Ce programme vise à quantifier les transferts des métaux d’intérêt économique (e.g. Au, Cu, Ag, PGE) et des volatiles (As, S) par les fluides géologiques, depuis les zones de subduction jusqu’aux systèmes hydrothermaux-volcaniques, en utilisant de nouvelles approches expérimentales et de modélisation. Ce projet s’appuie d’une part sur notre connaissance physico-chimique et structurale des fluides hydrothermaux de basse et moyenne T et P et, d’autre part, sur les progrès exceptionnels des outils spectroscopiques et des approches émergeantes de chimie quantique et de dynamique moléculaire que nous avons commencées à mettre en œuvre depuis les 5 dernières années. Ces méthodes permettent de déterminer la solubilité, spéciation et structure des éléments dans les fluides en conditions ‘extrêmes’ comme les vapeurs hydrothermales-magmatiques de faible densité riches en volatils et les solutions à teneur en sel > 50% de haute T, ou les fluides dans les zones de subduction (~1000°C, 100 kbar). Nous combinerons mesures de solubilité/partage avec spectroscopie Raman et XAFS in situ et modélisation thermodynamique et de chimie quantique, afin de déterminer l’identité, la structure et la stabilité des complexes métalliques en phase fluide et vapeur et la solubilité des principaux minerais formés par les métaux chalcophiles. Les résultats obtenus seront confrontés aux données d’inclusions fluides et de paragenèses des gisements, afin de quantifier la capacité des fluides à transporter les métaux et tester la validité des processus responsables de la formation des ressources.

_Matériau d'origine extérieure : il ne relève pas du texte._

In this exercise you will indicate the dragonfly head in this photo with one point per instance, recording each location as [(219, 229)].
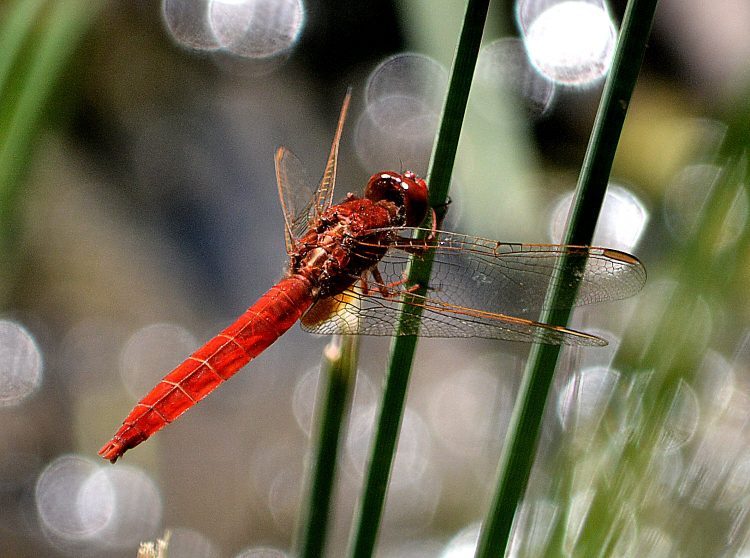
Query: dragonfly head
[(405, 189)]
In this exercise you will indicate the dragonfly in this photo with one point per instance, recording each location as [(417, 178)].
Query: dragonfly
[(347, 272)]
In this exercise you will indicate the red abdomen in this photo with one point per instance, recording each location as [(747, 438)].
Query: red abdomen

Cela permettra de construire des modèles géologiques quantitatifs de transfert des éléments en contexte hydrothermal-magmatique. Ce projet a débuté en 2009 (programmes d’échange PHC avec ETH-Zurich et l’Université de Kanazawa ; action incitative INSU: coll. GET-LGCA-IPGP-ETH); il sera poursuivi dans le cadre de programmes nationaux (INSU et ANR).

Collaborations
Bayreuth Geoinstitut; CRPG/CNRS; ETH-Zurich; G2R; GIA Bangkok ; Institut Gübelin ; Institut Néel-ESRF; IPGP; INRAP; McGill and Waterloo Universities, Canada; Quest Uranium Corp.; Université de Genève; LEAGE; SUERC Glascow; Université d'Antananarivo; Université de Dar es Salaam; Université de Montpellier; Université Pierre et Marie-Curie ; Université de Leeds ; Univ. du Chili (Santiago); Univ. Catolica del Norte (Antofagasta). Partenariat Afrique : BRGM, Beak Consultants GmbH, British Geological Survey, Bundesanstalt für Geowissenschaften und Rohstoffe, Centre International pour la Formation et les Echanges en Géosciences, Ceska Geologicka Sulzba, Council for Geoscience, Department of Geological Survey, Direcção Nacional de Geologia, European Commission/ DG Joint Research Centre/ Institute for Environment and Sustainability, European Organisation for the Exploitation of Meteorological Satellites, Geologian Tutkimuskeskus, Geological Survey Department, Geological Survey Tanzania, Geological Survey and Mines Department of Uganda, Geological Survey of Ethiopia, Geology Department, School of Mines, University of Zambia, Institute for Resource Assessment, Instituto Nacional de Engenharia, Tecnologia e Inovação, Ministry of Agriculture, Water and Forestry, Ministère des Mines et de l'Industrie - Direction des Mines et de la Géologie, Ministère des Mines et de l'Energie - Direction Nationale de la Géologie, Netherlands Organisation for Applied Scientific Research, , anstwowy Instytut Geologiczny, Royal Belgian Institute of Natural Sciences, Royal Museum for Central Africa, Southern and Eastern African Mineral Centre, Sveriges geologiska undersökning, Union Economique et Monétaire Ouest Africaine, Univ. de Bangui, Univ. de Bamako, Univ. de Cheikh Anta Diop (Dakar), Univ. de Ougadoudou.